THE GRASSHOPPER IS GOOD TO EAT
How much mere prejudice controls us! Whence came our aversion to the spotless, winged grasshopper as food and our fondness for the flesh of the wallowing swine? We thoughtlessly pass on to our children the idea that certain things are not good to eat while others are, and so, although the grasshopper has been eaten for centuries by millions of people, even by the ancient Assyrians, and is today one of the candied delicacies of Japan, our American boys, hungry as they always are, have not yet caught them to cook over their campfires.

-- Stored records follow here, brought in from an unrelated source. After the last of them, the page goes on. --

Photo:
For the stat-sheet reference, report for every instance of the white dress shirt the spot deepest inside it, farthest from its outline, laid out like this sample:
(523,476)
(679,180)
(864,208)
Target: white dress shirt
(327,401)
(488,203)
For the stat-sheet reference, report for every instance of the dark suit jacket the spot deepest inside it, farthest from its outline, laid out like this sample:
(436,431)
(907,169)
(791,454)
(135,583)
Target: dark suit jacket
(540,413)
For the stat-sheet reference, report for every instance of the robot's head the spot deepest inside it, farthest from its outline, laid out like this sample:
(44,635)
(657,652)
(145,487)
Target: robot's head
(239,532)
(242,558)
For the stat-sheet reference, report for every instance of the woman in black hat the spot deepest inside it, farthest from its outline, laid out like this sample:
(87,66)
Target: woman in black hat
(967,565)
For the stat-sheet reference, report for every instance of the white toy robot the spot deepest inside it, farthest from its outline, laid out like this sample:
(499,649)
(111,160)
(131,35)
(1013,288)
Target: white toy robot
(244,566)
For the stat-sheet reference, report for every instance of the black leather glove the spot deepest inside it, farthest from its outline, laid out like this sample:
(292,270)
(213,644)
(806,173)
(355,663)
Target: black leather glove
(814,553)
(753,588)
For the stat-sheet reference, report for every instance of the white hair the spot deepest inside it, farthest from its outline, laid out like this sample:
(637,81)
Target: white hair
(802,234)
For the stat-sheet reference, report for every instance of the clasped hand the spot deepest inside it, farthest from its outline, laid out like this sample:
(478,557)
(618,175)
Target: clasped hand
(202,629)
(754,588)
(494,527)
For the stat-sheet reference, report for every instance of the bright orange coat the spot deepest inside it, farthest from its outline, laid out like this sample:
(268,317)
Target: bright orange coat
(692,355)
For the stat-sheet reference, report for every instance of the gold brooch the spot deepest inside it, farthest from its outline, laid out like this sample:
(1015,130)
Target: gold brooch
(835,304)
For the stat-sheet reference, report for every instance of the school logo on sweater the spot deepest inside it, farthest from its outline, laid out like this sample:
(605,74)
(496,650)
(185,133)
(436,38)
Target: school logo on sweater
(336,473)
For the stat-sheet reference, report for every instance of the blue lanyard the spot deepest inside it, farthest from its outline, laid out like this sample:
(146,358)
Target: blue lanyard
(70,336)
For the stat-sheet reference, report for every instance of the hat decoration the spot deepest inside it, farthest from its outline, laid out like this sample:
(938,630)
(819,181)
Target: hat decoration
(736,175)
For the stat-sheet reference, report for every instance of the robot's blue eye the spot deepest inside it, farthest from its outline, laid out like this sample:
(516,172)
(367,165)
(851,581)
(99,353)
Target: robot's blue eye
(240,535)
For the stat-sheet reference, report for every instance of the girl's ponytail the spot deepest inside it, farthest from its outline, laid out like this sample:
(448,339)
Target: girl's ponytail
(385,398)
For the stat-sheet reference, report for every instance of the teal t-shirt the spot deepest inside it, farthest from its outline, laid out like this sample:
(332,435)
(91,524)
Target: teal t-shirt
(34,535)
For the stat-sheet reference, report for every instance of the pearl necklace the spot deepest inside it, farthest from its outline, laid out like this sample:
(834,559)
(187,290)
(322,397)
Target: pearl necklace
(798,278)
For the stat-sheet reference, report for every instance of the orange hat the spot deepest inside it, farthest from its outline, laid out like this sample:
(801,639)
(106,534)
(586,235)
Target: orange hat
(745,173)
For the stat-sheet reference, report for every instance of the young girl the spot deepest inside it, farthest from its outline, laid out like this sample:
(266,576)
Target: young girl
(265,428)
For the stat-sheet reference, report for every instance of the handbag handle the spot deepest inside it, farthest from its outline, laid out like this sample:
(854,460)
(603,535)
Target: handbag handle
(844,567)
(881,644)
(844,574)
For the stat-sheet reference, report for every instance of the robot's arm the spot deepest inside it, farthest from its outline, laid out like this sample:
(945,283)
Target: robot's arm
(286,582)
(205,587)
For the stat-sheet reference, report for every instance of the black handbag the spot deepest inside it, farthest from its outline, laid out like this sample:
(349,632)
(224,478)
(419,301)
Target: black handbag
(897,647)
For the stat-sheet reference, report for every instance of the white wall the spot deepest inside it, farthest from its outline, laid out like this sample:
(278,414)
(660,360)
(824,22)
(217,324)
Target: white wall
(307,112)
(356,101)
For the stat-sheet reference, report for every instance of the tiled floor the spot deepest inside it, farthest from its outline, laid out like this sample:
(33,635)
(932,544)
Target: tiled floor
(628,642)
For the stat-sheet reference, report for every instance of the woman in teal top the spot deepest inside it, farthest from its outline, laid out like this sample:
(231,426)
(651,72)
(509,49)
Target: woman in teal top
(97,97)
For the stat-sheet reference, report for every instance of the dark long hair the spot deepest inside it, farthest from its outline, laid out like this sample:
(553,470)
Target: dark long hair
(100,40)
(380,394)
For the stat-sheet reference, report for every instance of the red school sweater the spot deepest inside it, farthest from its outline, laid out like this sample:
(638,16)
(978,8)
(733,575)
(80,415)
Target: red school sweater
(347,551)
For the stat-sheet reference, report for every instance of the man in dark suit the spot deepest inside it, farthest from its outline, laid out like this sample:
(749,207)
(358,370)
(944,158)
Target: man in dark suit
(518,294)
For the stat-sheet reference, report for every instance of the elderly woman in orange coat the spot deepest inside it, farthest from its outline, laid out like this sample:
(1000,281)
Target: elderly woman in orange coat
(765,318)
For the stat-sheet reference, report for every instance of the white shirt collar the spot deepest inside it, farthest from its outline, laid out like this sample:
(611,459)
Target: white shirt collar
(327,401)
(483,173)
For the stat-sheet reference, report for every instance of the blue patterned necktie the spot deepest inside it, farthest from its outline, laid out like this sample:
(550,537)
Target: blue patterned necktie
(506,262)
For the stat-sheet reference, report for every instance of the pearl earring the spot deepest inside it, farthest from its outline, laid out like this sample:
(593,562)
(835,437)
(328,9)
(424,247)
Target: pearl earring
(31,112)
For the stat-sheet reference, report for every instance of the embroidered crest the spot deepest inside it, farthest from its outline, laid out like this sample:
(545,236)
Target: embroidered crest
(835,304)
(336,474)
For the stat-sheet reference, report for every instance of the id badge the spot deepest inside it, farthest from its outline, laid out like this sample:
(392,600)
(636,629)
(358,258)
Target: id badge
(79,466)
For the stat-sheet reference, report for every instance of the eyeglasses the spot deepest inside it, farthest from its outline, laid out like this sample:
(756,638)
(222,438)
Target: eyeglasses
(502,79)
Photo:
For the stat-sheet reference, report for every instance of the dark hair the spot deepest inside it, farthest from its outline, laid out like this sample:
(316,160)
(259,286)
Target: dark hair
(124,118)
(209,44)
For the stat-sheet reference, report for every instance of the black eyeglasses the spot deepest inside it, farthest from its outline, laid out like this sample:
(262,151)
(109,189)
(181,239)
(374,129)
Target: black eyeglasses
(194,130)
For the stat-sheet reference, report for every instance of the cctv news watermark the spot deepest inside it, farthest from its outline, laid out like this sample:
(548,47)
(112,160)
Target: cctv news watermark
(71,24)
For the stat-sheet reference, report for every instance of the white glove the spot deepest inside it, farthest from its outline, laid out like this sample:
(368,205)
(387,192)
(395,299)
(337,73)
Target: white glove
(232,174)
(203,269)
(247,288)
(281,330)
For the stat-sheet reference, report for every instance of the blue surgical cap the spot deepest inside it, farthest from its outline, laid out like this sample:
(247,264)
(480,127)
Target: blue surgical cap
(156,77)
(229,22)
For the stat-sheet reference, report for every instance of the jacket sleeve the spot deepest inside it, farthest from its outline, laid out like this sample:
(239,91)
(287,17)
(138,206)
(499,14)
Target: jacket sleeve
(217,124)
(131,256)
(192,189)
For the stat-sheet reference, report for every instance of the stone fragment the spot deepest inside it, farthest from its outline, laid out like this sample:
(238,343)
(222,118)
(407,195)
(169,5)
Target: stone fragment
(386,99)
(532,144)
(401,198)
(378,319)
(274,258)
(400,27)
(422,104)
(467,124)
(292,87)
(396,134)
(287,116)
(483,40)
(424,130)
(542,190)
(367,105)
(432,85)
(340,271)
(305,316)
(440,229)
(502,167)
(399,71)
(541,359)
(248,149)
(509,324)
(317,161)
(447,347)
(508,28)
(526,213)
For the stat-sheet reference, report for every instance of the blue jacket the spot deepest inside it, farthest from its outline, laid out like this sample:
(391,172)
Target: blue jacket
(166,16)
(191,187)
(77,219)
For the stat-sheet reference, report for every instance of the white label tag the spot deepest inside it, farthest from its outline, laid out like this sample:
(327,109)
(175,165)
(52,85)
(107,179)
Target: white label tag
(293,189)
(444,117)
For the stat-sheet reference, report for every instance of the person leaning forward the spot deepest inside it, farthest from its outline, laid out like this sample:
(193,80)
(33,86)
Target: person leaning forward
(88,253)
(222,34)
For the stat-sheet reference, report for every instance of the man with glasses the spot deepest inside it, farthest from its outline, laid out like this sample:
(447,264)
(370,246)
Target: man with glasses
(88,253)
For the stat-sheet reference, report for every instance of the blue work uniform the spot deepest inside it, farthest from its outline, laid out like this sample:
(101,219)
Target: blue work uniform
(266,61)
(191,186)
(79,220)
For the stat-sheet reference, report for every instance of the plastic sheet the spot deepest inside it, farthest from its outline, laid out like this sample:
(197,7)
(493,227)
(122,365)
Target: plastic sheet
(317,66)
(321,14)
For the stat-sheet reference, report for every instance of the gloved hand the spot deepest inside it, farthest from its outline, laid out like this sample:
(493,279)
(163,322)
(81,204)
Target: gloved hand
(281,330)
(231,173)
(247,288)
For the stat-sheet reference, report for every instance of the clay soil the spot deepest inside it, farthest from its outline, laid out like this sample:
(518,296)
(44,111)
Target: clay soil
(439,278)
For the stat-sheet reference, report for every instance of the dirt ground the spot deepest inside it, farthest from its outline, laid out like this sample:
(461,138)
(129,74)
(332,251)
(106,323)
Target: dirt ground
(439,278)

The spiny legs deter us, perhaps, and yet, when one thinks that we eat up all of the soft-shelled crabs, sardines, reed birds and some other delicacies, that seems to be no argument at all against the pasture fed and fattened locust of our summer time.
In Barbary, according to Miss Margaret Morley, the recipe in common use is to boil them for half an hour, remove the heads and wings and legs, sprinkle with salt and then fry them and season with vinegar to taste.
The Maoris of New Zealand, it is said, prefer them to the pigeons which they raise.
The Bedouins bake then in a heated pit in the ground, much as a woodsman cooks his beans, and later dries them in the sun, then grinds them to powder and makes a kind of gruel, or else he eats them without grinding, simply removing the legs and wings with his fingers as one would the shell of a shrimp.
Some people say they taste like the yolk of a hard-boiled egg, while others compare them in flavor to prawns.
Now, whether all the different kinds are good or not, and which are best to eat are questions which the American boys most find out for themselves—the girls, it is assumed, will take no part in this new field of cookery!
Should any boy desire to dip into this vast subject and become an acridophagus it would take him back in his study to the hieroglyphics on some of the oldest monuments of the human race and be a most fascinating subject.